Misguided Opinion #4: It’s not fair that Witney caught flak for using one, while nobody is giving Lindsay a hard time!

This post at DWTSConfessions on tumblr that Julia shared with me seems to indicate that I need to address this. This is really kind of an oversimplification, and I don’t know that the person that wrote it really understood the full story: it wasn’t really using an outside choreographer that Witney caught flak for – it was using one and then not giving credit…which if you actually read what I said in my second point, is not really her fault anyway. And in all honesty, I think a lot of the ire that Witney drew during Emmygate was the result of some other pros (Sharna, Peta, Jenna, and probably some bitching from Val, too) throwing Twitter tantrums about Academy rules, but conveniently being vague and then letting prying fans draw their own conclusions.

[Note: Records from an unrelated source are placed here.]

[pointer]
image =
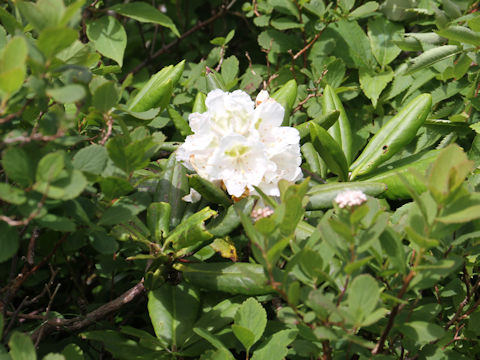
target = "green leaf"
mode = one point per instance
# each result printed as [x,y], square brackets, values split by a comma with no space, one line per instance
[364,10]
[67,94]
[50,166]
[250,322]
[158,219]
[382,34]
[373,84]
[57,223]
[351,44]
[145,13]
[209,191]
[91,159]
[244,335]
[421,332]
[229,71]
[432,56]
[129,156]
[105,96]
[173,311]
[341,130]
[73,352]
[286,96]
[12,65]
[329,150]
[21,347]
[53,356]
[363,295]
[468,214]
[275,348]
[179,122]
[158,90]
[12,194]
[393,135]
[215,342]
[8,241]
[68,185]
[114,187]
[109,37]
[448,172]
[460,34]
[53,40]
[103,243]
[322,196]
[191,233]
[420,240]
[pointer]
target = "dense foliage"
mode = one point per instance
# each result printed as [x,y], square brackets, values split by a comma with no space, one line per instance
[102,257]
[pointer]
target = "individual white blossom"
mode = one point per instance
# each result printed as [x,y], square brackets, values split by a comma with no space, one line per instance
[241,143]
[350,198]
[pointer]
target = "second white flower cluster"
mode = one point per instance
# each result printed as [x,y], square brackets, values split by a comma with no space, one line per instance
[242,144]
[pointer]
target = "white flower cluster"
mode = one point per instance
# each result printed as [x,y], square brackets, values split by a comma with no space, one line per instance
[350,198]
[242,145]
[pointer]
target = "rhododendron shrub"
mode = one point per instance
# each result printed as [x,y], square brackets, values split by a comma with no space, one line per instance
[241,144]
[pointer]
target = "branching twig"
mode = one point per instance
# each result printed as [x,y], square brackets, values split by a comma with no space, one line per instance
[79,323]
[223,10]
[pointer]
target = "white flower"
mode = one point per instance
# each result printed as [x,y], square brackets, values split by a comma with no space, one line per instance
[350,198]
[240,145]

In Sharna’s case, she also seemed to hint that she had actually assisted Witney in some of her choreography for Alfonso, but wasn’t actually given credit – so I think that was more what got Witney in trouble than actually using an outside choreographer.  I think a lot of fans would be shocked at just how many of the pros use an outside choreographer and just don’t talk about it – there’s one former pro from the show that one of my sources swears never actually did any of his/her own choreography, and always showed up to rehearsal with ready-made routines for his/her partner from an outside choreographer.  And this pro NEVER talked about it. And to Lindsay’s credit – she’s always been pretty open about the fact that she’s used one, and really gave some great insight into the use of outside choreographers in this interview we did with her not long ago.  I’m not even sure that she was using one back during Victor’s season – if I had to guess, she probably was not super flush with cash at that point, and may not have been able to afford it. And as for this season – the fact that Wanya made a point of saying that it was “all Lindsay’s choreography” in week 1 makes me think she may have boned up on her choreography skills to the point where she might not need one for every single dance…even scheisty Alan Salazar acknowledges that Lindsay does the bulk of her own choreography. I’m guessing the post was written by a (rather immature) Witney fan, and didn’t actually take into account things like…oh, y’know, FACTS…but I still feel like a lot of shade is getting thrown Lindsay’s way without good reason…so I thought I would just clear this one up.

So what are your thoughts on outside choreographers and their use on the show? Do they enhance the show? Hurt the show? Should there be certain rules about using them?